No resulta fácil entender los Estados Unidos sin la religión. Está en su carta fundacional, en el origen de su origen, en su tejido nervioso, en las conversaciones más convencionales o más elevadas, en los actos oficiales u oficiosos que desarrollan a diario millones de ciudadanos. Es la argamasa que ha permitido construir un país envidiable, grande, y es una importante herramienta para unir lo diverso, que es mucho en un país de doscientos cincuenta millones de personas formado mediante diferentes oleadas migratorias.
El acto de ayer, el Desayuno de Oración, se explica desde esa premisa imprescindible: el discurso político, social, ciudadano está teñido de referencias a Dios. Sin pudores ni disimulos. A este acto de importancia notable en la agenda política y social norteamericana acudió invitado Rodríguez Zapatero, el cual desgranó un discurso laico en un ámbito religioso, exactamente tal y como se esperaba. Su papel no era el de protagonista, pero no desperdició la ocasión para loar el laicismo que le adorna desde el respeto -o esa sensación me dio- por el hecho religioso. Era una buena oportunidad y la aprovechó bien. Cumplió con su deber y no desperdició el momento para reclamar la autonomía moral suficiente para creer o no en lo que se considere oportuno.
Pero el auténtico desayuno de ZP no fueron los bollos, mermelada, mantequilla y café aguado que tenía sobre la mesa: el sapo se lo tuvo de tragar un poco antes con la lectura de la prensa española. La cara de Almunia y la comparación con Grecia que el comisario realizó intencionadamente, más todos los comentarios editoriales de los principales diarios españoles, no tuvieron que ser plato de buen gusto. Pero tragó y se aprestó a la faena aseada en la mañana de Washington, en la que brilló hasta la saciedad una asombrosa oradora, una extraordinaria política, una soberbia líder de masas: Hillary Clinton. El discurso de la secretaria de Estado desveló algunos pasajes de su vida en los que la oración -sí, sí, la oración- ha acudido en su auxilio: cuando tragó quina en la Casa Blanca a cuenta de las aventuras de su marido, cuando visitó Haití, Congo, Belfast, cuando conoció a la Madre Teresa de Calcuta en aquél frío invierno y se fijó en que la anciana religiosa sólo llevaba unas sandalias abiertas en los pies.

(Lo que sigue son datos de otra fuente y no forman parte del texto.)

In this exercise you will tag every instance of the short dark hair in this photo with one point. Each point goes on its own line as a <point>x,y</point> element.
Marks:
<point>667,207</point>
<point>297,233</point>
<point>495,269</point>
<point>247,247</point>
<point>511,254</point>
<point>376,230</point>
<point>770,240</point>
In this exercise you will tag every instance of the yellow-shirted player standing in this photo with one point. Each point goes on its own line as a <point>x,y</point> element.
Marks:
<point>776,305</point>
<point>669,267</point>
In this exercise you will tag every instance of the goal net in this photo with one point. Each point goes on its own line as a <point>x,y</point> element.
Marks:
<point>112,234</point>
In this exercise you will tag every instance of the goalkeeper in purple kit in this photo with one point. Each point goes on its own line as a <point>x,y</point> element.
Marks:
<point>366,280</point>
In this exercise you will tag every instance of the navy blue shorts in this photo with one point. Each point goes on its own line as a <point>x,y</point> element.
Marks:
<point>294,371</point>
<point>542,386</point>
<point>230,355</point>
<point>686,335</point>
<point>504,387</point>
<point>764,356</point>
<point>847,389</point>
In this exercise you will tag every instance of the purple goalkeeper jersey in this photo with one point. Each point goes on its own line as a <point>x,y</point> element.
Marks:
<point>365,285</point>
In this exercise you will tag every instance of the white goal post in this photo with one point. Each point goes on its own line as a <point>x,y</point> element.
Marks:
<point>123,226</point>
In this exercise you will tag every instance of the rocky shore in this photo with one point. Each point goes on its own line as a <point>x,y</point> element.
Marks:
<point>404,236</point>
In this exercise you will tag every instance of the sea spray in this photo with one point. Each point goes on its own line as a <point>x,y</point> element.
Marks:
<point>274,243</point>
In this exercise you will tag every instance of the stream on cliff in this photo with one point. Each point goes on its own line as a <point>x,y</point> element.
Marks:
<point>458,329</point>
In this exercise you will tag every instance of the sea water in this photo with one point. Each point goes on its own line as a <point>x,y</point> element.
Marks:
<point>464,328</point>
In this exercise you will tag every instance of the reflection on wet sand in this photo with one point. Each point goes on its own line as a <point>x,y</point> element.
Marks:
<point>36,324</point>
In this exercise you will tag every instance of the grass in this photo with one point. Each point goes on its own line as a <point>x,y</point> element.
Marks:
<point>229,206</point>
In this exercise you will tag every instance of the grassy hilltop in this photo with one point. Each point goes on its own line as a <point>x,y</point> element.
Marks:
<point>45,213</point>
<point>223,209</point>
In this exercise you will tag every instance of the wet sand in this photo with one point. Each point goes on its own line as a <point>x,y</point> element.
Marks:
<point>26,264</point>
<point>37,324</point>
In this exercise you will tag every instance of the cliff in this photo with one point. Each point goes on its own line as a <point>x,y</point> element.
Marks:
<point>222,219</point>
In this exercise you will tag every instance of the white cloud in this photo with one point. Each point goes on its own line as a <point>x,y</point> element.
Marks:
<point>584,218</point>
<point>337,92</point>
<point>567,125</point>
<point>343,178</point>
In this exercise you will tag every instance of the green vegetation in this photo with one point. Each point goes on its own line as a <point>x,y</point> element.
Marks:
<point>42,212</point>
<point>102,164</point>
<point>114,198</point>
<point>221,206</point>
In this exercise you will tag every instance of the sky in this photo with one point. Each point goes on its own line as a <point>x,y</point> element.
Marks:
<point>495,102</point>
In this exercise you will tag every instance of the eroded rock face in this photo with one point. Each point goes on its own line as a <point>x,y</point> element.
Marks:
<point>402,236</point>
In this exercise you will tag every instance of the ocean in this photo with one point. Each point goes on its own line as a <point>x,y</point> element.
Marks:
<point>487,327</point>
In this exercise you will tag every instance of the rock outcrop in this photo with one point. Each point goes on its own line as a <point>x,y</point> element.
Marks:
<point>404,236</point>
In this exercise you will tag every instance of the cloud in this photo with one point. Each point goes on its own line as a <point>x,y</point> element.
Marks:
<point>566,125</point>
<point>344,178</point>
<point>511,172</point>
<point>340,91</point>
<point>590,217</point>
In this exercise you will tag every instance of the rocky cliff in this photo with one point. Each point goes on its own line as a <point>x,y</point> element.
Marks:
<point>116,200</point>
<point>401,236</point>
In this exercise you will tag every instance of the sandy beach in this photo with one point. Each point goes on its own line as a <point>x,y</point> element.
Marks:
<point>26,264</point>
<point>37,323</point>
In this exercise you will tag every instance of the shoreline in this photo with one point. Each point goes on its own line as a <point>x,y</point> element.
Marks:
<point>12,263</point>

En Estados Unidos, y significativamente entre su clase política, hay poco pudor para escenificar cuantas confesiones personales sean necesarias: créanme que llama la atención estar delante de una mujer de magnetismo incomparable escuchando el relato de cómo otras congresistas acudían a rezar con ella a la Casa Blanca y así poder tomar aire y ánimos para afrontar la que les estaba cayendo encima con motivo del ya legendario descarrilamiento de hormonas de su marido.
Hillary se comió a Obama, que no es precisamente un novillero en esto de elaborar discursos: a pesar del buen exordio del presidente norteamericano, la puesta en escena de Hillary, el saberse en un terreno propicio, la estructura de su prédica y la hondura de sus ideas, especialmente aquella que da a la religión un papel trascendental en el correcto equilibrio moral de las personas, levantó la International Ballroom del hotel Washington Hilton y la puso boca abajo.
Probablemente en España no sería posible un acto de estas características y mucho menos con la complicidad política de todas las fuerzas parlamentarias. Europa es distinta y no tiene por qué rasgarse las vestiduras por interpretar la vertiente pública de la religión de manera completamente diferente. Pero sí podría instrumentarse alguna ceremonia colectiva de Fe civil en el país, en la sociedad, en el dudoso futuro al que nos enfrentamos.
En el bolsillo superior derecho de la chaqueta del presidente se alojaba una fotografía de María Santísima de la Candelaria que con todo respeto aceptó portar el día anterior. Doy fe de ello. Que no se la quite, aunque parezca que lo que se nos avecina no nos lo evita ni Dios.